The title of their Fringe show is a product of this ‘one brain,’ and the idea that the audience has an active part in helping shape the performance’s semantic field; Experiencing people as really kind of huge, and the show’s description then, is really just a stream of suggestive thought: “Really the word huge isn’t exactly appropriate, although it is a really good word. I would probably use the word immense. Immense in the same way that becoming totally and completely immersed underneath a sea of exploding volcanoes would be; underneath a soaking wet idea.” It’s a show that springs not from a not-knowing, but an openness to knowing a lot.
For example, maybe the show is premised on a ‘Lilliputian effect’; Briel explains that one of the collective’s members is tall, so seeing him dance with one of the smaller members caused him to appear ‘really kind of huge.’
Nikki is hesitant, and thinks maybe that wasn’t the show’s beginning, so Briel thinks again, this time offering up a philosophical explanation: “We as humans look at ourselves as we’re just normal-sized. This chair is normal-sized for us, and that cup is, but what are you comparing that to? If you’re an ant, I’m huge.”
I place my mug of chai tea back on the table. In my recording of our interview this movement–the act of me setting my tea down–is an implosion, and my mug sounds a demolition ball hitting its mark. It’s unnerving. In the moment though, the sound is nothing, and things are calm and steadied and secure. Like Nikki showing up in her work clothes.
“I have a day job, that’s why I have real people clothes on.” Nikki adjusts the white cardigan she wears over grey dress pants, and looks through glasses and over a nose ring. She works at Fried Brothers, a hardware security wholesale distributor. Briel is an assistant teacher at AKWD Preschool, a job she supplements with teaching Reiki, a non-invasive healing art. “It’s just how we pay the bills, at least for now,” says Nikki.

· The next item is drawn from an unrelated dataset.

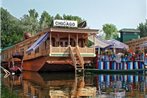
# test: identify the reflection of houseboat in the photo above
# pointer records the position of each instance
(54, 49)
(56, 85)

For BodyFields’s last show admission was based on donation; this year, ticket pricing is on a sliding scale from $5 to $20 depending on attendee income. “If somebody came to the door and didn’t have five bucks, we wouldn’t turn them away,” says Briel.
So what’s it like sharing a professional space with someone you’ve known for almost twenty years? “We’re just so aware of each other’s strengths and weaknesses,” says Nikki. “I’m sure it’s been a disadvantage [in the studio] at some point or another. But I think we’ve even worked around that so we know how to use it to an advantage.”
“How many people do you actually know for that long?” Briel asks.
If you were to storyline her features, from the crown of Briel’s head to her chin, they’d document a coming-of-age: while her blonde hair is a layover from youth, her eyebrows are dark and wide and muddling and teenaged, and they arrest the viewer until her eyes: a sky blue that suggests being a 20-something is like being in a room where someone’s thrown a light on. Be it bewildering or elucidating, in the case of BodyFields the room’s never wanting for an ally.
“You wanna do it or you want me to?” Briel asks. Nikki nods, giving her the go-ahead. Briel flips over her left wrist and Nikki follows, revealing matching tattoos: a line of black serif script just south of the joint. It reads, “LMNop.”
“We were writing letters back and fourth the summer before our sophomore year of college,” says Briel. “I was working at a sleep away summer camp out of town. Nikki just starting signing her letters ‘LMNop,’ and then it became a thing that we said.”
“Because it’s in the middle of the alphabet it represents our past, present, and future together as best friends.”
“It’s my oldest tattoo,” says Nikki. “So sometimes I forget I have it.”
Experiencing people as really kind of huge runs September 7 and 21 at 9:00 pm, and September 20 at 7:00 pm at the First Unitarian Church, 2125 Chestnut Street. $10 presale. Prices on a sliding scale at the door.